Виталию я благодарен за то, что он уговорил Суслова и Веселовского представить на обсуждение в жюри мой рассказ «Ода к радости». Они очень ценили меня, но считали, что мне рановато тягаться с маститыми. Было отобрано шесть лучших за год рассказов, Резников все-таки всучил мой седьмым, нейтральное жюри (очень представительное: Богословский, Лиходеев, Искандер, Рыклин — весь цвет) ставило баллы, потом они суммировались. К сожалению, так было только в 1968 году. Таким образом, я неожиданно для всех получил 3-ю премию, попав в компанию Г. Горина и В. Токаревой.

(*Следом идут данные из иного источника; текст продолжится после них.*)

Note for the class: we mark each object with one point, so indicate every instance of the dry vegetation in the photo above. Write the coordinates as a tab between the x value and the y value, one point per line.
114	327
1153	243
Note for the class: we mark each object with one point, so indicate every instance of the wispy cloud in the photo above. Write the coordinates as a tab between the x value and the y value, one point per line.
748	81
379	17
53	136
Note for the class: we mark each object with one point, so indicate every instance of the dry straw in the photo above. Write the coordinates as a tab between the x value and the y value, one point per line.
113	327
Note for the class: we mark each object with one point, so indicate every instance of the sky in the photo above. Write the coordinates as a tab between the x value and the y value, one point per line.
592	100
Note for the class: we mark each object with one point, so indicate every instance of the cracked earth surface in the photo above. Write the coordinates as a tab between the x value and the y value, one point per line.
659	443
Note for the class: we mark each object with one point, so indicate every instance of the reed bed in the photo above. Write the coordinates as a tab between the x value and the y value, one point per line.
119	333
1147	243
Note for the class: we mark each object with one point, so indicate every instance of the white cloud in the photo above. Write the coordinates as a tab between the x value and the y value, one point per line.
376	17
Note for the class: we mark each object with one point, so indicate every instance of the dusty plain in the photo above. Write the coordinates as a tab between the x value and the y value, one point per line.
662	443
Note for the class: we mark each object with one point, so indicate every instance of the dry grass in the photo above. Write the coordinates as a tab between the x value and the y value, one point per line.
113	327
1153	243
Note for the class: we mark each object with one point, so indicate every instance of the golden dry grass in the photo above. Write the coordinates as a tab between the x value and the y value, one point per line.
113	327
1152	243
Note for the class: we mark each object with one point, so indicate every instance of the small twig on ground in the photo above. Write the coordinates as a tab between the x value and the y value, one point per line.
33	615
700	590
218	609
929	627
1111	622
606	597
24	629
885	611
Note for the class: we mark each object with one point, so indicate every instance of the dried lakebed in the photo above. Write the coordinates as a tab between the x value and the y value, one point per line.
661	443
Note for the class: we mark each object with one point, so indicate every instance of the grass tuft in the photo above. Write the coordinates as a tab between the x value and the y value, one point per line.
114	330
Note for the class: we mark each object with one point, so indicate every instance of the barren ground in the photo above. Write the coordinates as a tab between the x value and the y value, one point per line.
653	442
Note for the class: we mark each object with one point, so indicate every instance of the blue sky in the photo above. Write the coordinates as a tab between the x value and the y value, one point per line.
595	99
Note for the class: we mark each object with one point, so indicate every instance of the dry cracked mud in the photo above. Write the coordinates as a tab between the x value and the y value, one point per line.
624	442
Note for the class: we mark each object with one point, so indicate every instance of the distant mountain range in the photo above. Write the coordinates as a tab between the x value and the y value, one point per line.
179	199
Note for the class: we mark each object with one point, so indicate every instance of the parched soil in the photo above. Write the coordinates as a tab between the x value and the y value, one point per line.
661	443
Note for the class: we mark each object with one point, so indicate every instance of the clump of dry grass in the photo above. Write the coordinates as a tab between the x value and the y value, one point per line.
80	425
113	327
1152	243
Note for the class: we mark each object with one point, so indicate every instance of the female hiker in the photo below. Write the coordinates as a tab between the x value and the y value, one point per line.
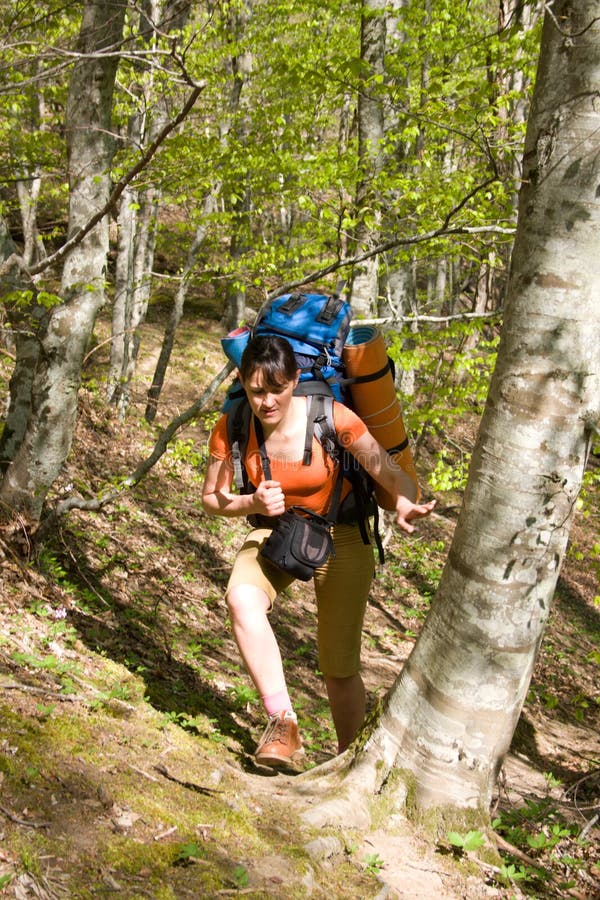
269	375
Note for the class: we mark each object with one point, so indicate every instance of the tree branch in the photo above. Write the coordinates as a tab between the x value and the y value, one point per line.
442	231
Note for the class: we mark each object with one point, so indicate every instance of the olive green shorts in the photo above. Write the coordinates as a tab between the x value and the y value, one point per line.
341	588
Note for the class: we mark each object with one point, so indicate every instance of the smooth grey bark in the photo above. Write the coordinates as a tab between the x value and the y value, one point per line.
56	379
447	723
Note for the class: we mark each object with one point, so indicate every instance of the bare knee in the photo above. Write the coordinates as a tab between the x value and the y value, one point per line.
246	600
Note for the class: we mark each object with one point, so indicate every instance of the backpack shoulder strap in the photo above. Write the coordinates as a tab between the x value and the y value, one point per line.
238	430
322	425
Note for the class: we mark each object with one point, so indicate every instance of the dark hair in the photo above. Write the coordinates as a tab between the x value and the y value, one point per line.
273	355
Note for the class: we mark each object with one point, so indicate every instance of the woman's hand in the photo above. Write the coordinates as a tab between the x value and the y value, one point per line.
269	499
406	511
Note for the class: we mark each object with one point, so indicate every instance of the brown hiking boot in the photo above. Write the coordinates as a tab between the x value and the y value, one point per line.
281	743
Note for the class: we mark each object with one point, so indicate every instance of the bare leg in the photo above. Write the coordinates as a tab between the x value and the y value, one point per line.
254	636
348	704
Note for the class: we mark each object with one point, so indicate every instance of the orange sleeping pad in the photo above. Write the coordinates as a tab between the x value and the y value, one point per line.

Конечно, вспоминаются мне наши женщины, ведущие секретарскую работу: обаятельная Лера Тахтарова и сменившая ее «палочка-выручалочка» Светлана Тумановская.
Я вспомнил первые годы «Клуба», его атмосферу. В 1973 году уехал Суслов. Ушел на «вольные хлеба» Виктор Васильевич Веселовский. Ушел в другое издание Виталий Резников. Ушла в другой отдел Света Тумановская. Не так давно не стало ее мужа. Ратмира Туманове кого, отдавшего большой кусок жизни «Клубу». Да, многих уже нет… Совсем недавно покинул нас милый, интеллигентный Леня Наумов.
Пришли другие люди, хорошие и разные, сменились поколения — они сами напишут о последующих событиях.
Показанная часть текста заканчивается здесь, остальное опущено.